The author seems to say that if you are continuously immersed in a painful predicament, it is inevitable that you will not move in a better direction. This is because the fly (representing the Boss) is continuously being drowned in ink (which represents the Boss's emotions towards his son). At first the fly tries fighting back and succeeds, but as the ink keeps on coming, the fly inevitably loses and dies. This represents the fact that the Boss's emotions are holding him hostage in a depression which is getting more and more difficult to escape. The Boss, playing God with the fly, is subconsciously trying to find a solution to his problems by observing the fly's mechanism of coping with stressful situations. It is said in the story that the Boss admires the fly's perseverance, but the specific application of this perseverance is the fly's ultimate demise. The author is saying that you cannot simply wipe your problems off, but the Boss thinks otherwise: " 'Come on,' said the boss. ' Look sharp ! ' And he stirred it with his pen—in vain.
Nothing happened or was likely to happen.
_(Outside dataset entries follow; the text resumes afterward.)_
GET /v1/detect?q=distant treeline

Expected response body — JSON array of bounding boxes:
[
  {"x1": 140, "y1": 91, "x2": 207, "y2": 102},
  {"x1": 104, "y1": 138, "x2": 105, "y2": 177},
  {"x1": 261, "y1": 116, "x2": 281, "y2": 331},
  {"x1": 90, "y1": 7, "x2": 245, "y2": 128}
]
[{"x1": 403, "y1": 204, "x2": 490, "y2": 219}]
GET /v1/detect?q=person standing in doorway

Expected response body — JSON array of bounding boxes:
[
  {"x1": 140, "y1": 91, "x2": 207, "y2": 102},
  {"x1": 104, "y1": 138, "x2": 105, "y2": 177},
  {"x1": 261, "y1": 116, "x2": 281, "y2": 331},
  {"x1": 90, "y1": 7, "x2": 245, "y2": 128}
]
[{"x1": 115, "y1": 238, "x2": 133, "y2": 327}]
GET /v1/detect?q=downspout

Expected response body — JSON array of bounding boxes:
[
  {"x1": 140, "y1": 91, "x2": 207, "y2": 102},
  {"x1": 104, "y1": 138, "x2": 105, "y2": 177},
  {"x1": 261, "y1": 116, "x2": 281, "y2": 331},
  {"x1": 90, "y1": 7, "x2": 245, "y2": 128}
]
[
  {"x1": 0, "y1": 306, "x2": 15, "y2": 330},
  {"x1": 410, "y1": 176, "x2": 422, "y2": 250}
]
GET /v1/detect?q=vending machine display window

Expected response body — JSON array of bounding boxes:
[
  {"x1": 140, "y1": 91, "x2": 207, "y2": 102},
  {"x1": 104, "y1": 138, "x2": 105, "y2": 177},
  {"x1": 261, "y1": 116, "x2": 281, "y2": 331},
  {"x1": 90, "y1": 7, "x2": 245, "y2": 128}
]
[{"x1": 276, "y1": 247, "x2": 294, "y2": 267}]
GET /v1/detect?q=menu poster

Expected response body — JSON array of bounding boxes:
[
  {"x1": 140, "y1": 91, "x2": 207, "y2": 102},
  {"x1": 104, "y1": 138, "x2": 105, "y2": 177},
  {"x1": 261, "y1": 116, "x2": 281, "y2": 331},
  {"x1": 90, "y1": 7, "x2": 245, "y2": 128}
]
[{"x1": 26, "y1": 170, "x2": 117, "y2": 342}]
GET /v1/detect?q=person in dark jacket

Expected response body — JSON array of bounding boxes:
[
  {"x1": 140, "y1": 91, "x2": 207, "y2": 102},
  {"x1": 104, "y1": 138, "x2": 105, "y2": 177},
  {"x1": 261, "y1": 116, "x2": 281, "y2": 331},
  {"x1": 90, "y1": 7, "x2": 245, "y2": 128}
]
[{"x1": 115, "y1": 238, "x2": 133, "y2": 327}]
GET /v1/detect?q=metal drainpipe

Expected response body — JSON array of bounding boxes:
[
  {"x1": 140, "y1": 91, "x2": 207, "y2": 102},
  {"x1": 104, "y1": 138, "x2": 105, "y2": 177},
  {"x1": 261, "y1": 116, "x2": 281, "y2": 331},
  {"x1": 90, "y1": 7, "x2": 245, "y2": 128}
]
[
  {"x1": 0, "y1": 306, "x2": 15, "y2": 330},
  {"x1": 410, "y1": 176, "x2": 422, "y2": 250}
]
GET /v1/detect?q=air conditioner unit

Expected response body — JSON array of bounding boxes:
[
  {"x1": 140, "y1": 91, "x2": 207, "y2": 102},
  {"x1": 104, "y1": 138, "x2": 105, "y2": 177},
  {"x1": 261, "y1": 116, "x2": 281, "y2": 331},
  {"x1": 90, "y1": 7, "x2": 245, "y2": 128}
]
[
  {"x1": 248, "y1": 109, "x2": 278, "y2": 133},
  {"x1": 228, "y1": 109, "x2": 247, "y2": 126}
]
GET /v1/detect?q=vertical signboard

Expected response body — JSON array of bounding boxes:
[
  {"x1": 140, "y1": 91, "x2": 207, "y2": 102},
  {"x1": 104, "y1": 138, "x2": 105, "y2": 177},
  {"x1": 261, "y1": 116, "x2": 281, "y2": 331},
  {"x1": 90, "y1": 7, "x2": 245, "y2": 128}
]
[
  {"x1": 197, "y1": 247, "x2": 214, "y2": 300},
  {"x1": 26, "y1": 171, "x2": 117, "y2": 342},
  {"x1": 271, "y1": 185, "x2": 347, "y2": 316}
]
The fly was dead."

This may be a stretch but the author may also be trying to express her feelings towards what she sees as the unjust patriotism and nationalism associated with war. In this time, World War One, nationalism was quite rampant in the western world. As a result, men would blindly and proudly send their sons off to war in the name of their country. They did so, in large part, with indifference towards the actual outcomes and consequences of war (death, pain,etc.). In the short story, the Boss is suffering the loss of his son who he recalls to have been a joyful and happy boy. This is juxtaposed with a picture of his son which " wasn't a favorite
photograph of his; the expression was unnatural. It was cold, even stern-looking". The Boss then says that "The boy had never looked like that". The Boss is in denial here as he simply brushes this off as a bad picture, whereas the picture likely expresses demoralization and pain. It is likely that the boss subconsciously recognizes this reality. This would explain his gruesome mechanisms of coping with emotion (ex: torturing a fly).

Writing Features

Many Similies. Ex:

"...as a baby peers out of
its pram"

"...we cling to our
last pleasures as the tree clings to its last leaves."

"... dodged in and out of his cubby hole like a dog
that expects to be taken for a run."

Many uses of strategic pausing. For example dashes, ellipses, and actually using the word "pause". Ex:

"The pause came again."

"Old Woodifield paused..."

" Since he had retired, since his... stroke..."

"they supposed ... Well, perhaps so."

A few uses of hyperboles or figures of speech. Ex:

"the wife and the girls kept him boxed
up in the house every day"

"And he had left the
office a broken man..."

"... It was exactly as though the earth had opened and he
had seen the boy lying there with Woodifield's girls staring down at him."